Wood problem (The Blocks Problem, Uva 101)
Subject to the effect:
Input n, numbered 0 to obtain the block n-1, were placed in the order of number 0 position of n-1. These pieces of wood are now operating, the operation is divided into four.
1, move a onto b: the block a, b on the back of each block in situ, and then placed on a b;
2, over a Move b: the block on the back of each of a primary position, and then sent to a stack containing the b;
. 3, b Pile Onto a: b on the block back into their original position, then a block on a moved together with the b;
. 4, Pile a over b: put together on a stack containing a block b is moved.

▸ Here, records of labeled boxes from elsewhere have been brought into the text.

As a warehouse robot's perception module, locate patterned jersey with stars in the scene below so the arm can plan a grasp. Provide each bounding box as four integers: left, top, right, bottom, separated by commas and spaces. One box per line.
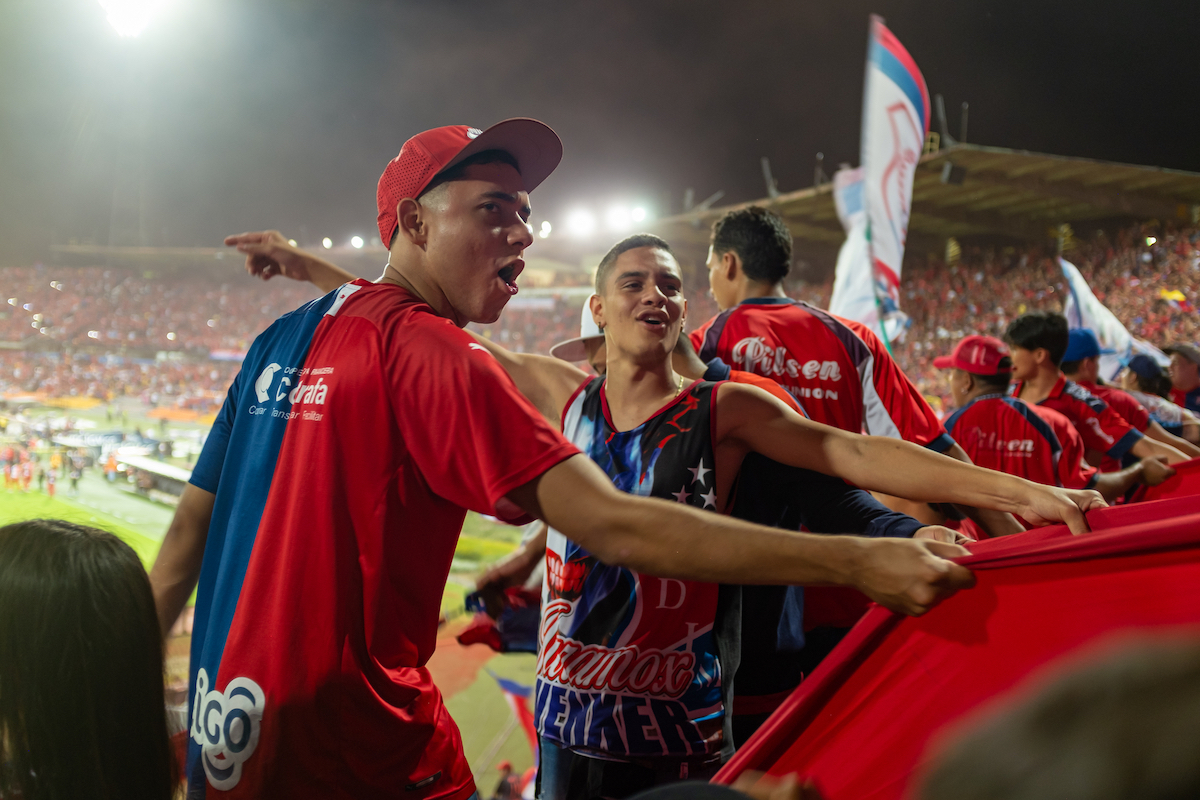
536, 378, 725, 759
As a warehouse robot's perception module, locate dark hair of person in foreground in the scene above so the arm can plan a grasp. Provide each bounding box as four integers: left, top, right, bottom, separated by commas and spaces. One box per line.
918, 642, 1200, 800
0, 519, 176, 800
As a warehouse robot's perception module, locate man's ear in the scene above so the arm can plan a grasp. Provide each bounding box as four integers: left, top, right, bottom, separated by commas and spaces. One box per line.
721, 255, 742, 283
588, 294, 605, 331
396, 197, 430, 249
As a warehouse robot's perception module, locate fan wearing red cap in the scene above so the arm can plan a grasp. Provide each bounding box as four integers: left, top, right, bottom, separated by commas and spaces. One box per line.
934, 336, 1172, 520
166, 120, 993, 800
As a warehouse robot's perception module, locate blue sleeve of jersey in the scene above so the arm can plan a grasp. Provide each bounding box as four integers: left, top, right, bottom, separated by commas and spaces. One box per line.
790, 473, 923, 537
704, 359, 733, 381
188, 372, 242, 494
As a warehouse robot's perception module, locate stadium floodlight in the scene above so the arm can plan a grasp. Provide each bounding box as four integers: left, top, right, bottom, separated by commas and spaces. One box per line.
100, 0, 167, 38
605, 205, 634, 234
566, 209, 596, 236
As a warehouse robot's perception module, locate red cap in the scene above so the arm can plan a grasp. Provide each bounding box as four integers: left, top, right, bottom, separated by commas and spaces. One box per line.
934, 336, 1013, 375
376, 118, 563, 247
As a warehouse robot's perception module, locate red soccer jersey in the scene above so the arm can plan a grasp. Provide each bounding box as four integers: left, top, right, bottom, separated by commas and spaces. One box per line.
946, 393, 1096, 489
188, 281, 578, 800
691, 297, 953, 452
1076, 380, 1150, 473
1013, 374, 1141, 459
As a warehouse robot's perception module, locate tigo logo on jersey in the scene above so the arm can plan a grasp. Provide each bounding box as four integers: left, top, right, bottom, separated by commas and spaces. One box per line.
191, 668, 266, 792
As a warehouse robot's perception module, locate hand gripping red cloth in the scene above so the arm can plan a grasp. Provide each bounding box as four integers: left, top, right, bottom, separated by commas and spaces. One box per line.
714, 497, 1200, 800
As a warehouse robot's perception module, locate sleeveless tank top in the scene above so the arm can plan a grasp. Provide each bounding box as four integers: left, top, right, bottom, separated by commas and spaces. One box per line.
535, 378, 725, 759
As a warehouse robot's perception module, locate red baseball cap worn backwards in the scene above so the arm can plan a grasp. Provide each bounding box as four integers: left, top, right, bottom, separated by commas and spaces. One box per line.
934, 336, 1013, 375
376, 118, 563, 247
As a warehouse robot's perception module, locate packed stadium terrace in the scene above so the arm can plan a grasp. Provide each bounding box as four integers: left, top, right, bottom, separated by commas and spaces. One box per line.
0, 219, 1200, 405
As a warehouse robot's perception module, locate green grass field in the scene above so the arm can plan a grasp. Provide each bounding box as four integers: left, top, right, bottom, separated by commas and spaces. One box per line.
0, 491, 158, 570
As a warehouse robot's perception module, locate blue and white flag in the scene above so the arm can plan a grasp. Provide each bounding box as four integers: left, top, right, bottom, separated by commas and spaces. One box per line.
829, 14, 930, 341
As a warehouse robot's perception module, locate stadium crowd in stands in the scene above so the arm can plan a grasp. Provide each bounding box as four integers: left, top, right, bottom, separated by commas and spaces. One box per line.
0, 223, 1200, 419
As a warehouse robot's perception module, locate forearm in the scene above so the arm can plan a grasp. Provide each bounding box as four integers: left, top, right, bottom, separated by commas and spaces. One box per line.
150, 485, 215, 636
1092, 462, 1144, 503
944, 443, 1025, 537
1146, 422, 1200, 458
300, 251, 355, 293
566, 493, 860, 585
827, 435, 1046, 512
1129, 437, 1188, 464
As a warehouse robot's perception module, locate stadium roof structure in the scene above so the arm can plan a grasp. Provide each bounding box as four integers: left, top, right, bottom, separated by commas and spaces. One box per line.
655, 144, 1200, 256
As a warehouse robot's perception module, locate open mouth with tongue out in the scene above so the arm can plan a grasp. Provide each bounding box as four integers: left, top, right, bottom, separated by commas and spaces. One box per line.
497, 259, 524, 295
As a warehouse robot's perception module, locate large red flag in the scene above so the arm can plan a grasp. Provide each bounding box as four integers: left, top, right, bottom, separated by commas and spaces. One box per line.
715, 497, 1200, 800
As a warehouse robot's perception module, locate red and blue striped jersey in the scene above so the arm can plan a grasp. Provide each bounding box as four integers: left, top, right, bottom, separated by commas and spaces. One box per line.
690, 297, 954, 452
946, 393, 1096, 489
187, 281, 578, 800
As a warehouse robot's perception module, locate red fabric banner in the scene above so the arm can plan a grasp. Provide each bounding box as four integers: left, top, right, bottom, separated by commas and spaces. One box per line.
714, 497, 1200, 800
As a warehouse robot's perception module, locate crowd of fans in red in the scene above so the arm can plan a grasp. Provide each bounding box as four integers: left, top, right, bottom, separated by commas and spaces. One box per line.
0, 224, 1200, 417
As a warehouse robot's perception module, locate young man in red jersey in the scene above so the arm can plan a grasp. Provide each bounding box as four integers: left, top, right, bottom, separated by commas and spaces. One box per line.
1004, 312, 1188, 464
1060, 327, 1200, 462
260, 227, 1099, 800
151, 120, 988, 800
934, 336, 1175, 510
691, 206, 1021, 536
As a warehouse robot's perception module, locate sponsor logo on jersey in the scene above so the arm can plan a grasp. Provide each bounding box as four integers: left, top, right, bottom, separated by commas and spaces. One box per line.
538, 601, 696, 699
964, 426, 1033, 456
733, 336, 841, 381
247, 364, 333, 422
191, 667, 266, 792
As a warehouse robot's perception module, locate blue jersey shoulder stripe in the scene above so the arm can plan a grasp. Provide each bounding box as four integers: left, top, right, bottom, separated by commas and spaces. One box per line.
187, 287, 349, 781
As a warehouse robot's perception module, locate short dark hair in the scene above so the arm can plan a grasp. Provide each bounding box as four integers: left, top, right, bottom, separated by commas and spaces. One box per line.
713, 205, 792, 283
595, 234, 674, 294
388, 149, 521, 249
0, 519, 178, 800
1004, 311, 1069, 367
968, 369, 1013, 392
416, 150, 521, 199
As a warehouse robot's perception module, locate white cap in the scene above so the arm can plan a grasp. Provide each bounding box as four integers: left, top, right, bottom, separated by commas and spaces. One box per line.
550, 295, 604, 363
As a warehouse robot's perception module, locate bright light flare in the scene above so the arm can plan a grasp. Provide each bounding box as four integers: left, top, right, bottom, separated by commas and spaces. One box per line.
100, 0, 167, 38
604, 205, 634, 234
566, 209, 596, 236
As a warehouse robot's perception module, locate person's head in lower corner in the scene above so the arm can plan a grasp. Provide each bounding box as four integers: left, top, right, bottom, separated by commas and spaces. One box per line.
707, 205, 792, 311
376, 119, 563, 326
916, 639, 1200, 800
0, 519, 178, 800
934, 336, 1013, 408
588, 234, 688, 365
1004, 311, 1069, 380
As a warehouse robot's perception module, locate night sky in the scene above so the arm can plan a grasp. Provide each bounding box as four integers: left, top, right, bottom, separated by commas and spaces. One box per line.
0, 0, 1200, 266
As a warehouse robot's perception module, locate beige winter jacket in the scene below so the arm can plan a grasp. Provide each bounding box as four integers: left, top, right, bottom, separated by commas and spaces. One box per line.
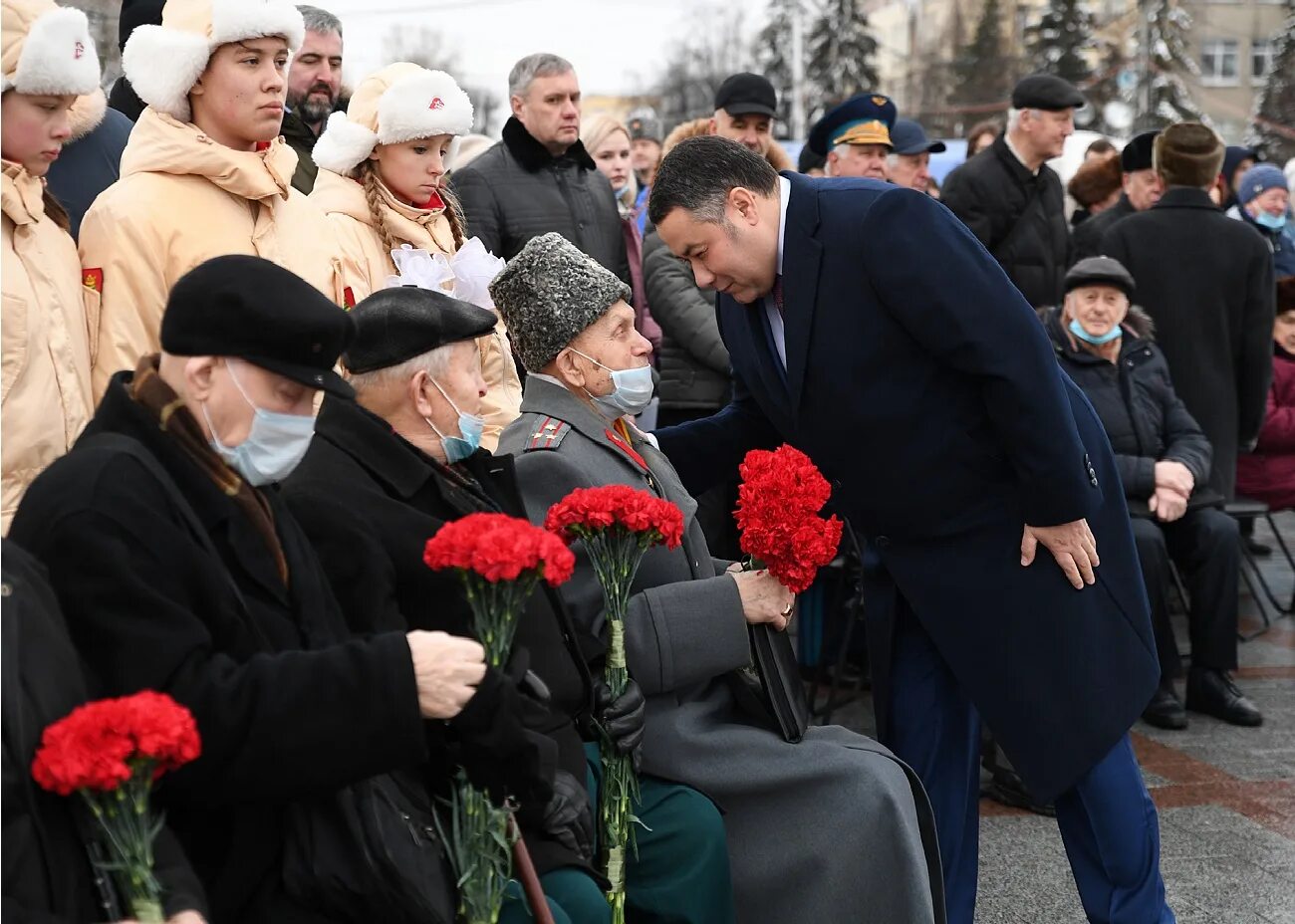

When the input quit, and outputs the block ending operation at the position where 0 ~ n-1 of
The Sample the Input
10
Move. 9 Onto. 1
Move. 8 over. 1
Move. 7 over. 1
Move. 6 over. 1
Pile. 8 over. 6
Pile. 8 over. 5
Move 2 over. 1
Move. 4 over. 9
quit
the Sample the Output
0: 0
. 1:. 1. 9 2. 4
2:
. 3 : 3
4:
5: 7. 6 8 5
6:
7:
8:
9:
a stack of a one-dimensional array, the entire two-dimensional array ( variable length arrays used to complete the STL vector )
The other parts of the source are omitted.